Open saksham-s opened 1 year ago
Did you receive any reply?
@saksham-s Hi, have you trained the model yourself? I am trying to reproduce the text-box grounding generation on COCO2014, but even if I trained for 200k iters, the results still do not follow the bbox. I do not know where it goes wrong, is it because the COCO2014 dataset is still not big enough?
@cats-food My model successfully follow the bbox, but the fid score can not descend to 5.8 as paper said. Are you still following this work?
@maluyazilation Thanks for the reply! I wonder what batch size and how many iters you trained on coco2014 when your model starts to follow the bbox?
I am not following the work recently since in my experiment my results do not even follow the bbox, i still do not know what's going on.
@cats-food Your reply is really quick, thank you. I don't know if my settings are suitable. For coco2014cd-ldm setting with bz64, bbox following happens at 30000 to 40000 iters. I also train stable-diffusion in flickr dataset with bz32, it seems to take longer, about 160,000 to 180,000 iters.

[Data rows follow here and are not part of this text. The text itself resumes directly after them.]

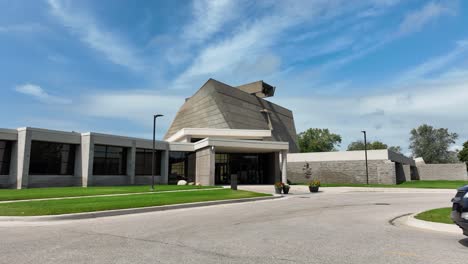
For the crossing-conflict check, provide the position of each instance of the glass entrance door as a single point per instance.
(249, 168)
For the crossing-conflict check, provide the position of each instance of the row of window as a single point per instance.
(5, 154)
(48, 158)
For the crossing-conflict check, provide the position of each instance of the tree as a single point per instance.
(359, 145)
(463, 154)
(318, 140)
(432, 144)
(396, 149)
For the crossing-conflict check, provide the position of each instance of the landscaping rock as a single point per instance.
(182, 182)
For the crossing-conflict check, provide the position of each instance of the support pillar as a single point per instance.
(131, 157)
(22, 158)
(165, 167)
(87, 159)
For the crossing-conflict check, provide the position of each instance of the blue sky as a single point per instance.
(106, 66)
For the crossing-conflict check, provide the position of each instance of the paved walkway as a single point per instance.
(303, 189)
(328, 227)
(107, 195)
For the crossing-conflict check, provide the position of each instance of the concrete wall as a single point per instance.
(53, 181)
(205, 166)
(381, 171)
(357, 155)
(218, 105)
(455, 171)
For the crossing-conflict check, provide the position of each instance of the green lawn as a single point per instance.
(57, 192)
(91, 204)
(441, 215)
(411, 184)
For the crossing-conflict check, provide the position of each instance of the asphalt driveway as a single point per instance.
(335, 226)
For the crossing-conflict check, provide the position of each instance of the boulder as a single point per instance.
(182, 182)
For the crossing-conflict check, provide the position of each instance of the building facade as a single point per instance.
(219, 133)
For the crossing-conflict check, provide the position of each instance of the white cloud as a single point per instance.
(132, 105)
(415, 20)
(114, 48)
(40, 94)
(252, 39)
(439, 63)
(22, 28)
(439, 100)
(209, 16)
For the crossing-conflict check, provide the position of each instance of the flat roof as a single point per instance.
(220, 132)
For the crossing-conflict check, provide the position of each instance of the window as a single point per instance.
(109, 160)
(143, 162)
(48, 158)
(5, 156)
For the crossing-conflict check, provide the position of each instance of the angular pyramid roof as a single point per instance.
(218, 105)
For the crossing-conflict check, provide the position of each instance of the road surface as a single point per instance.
(328, 227)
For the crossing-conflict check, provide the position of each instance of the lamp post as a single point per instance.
(154, 150)
(365, 151)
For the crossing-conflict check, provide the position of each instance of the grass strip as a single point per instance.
(59, 192)
(440, 215)
(411, 184)
(92, 204)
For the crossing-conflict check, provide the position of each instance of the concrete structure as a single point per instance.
(220, 106)
(455, 171)
(220, 131)
(385, 167)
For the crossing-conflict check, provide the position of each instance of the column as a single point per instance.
(131, 157)
(23, 156)
(284, 166)
(87, 159)
(205, 166)
(165, 166)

@cats-food If you are interested in reproducing this paper in the future, i'll be glad if we can communicate more in email, wechat or something else, thanks~ For coco-setting, i think there are still many details omitted in the paper, and i want to find them out. : ) email:xiaobo123@stu.xjtu.edu.cn
Thanks for sharing your setting, so i think my problem should be my batch size is too small. I only used 4.

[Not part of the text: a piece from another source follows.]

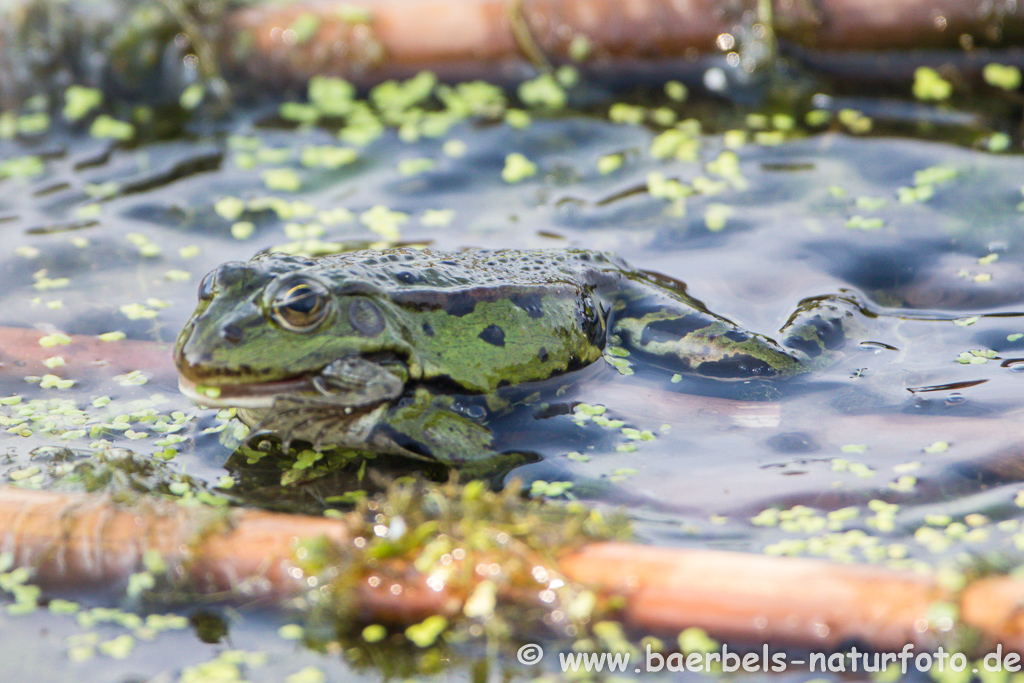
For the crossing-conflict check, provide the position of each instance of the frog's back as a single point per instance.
(408, 269)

Anyway, for now I am not planning to reproduce the paper, but I am happy to discuss more
@cats-food Ok, that's fine. Best wishes.
@cats-food Hello!Have you successfully reproduced it now? I am facing the same problem, my bz is 2, I have trained 200000 iters, the results do not even follow the bbox. Is it because the bz too small ?
Thanks for sharing your work which is very helpful and interesting. I wanted to ask if you could share the coco trained weights without any of the large scale training using the bigger datasets. I see you discuss the coco trained results in the paper but I could not find them in the Github repository.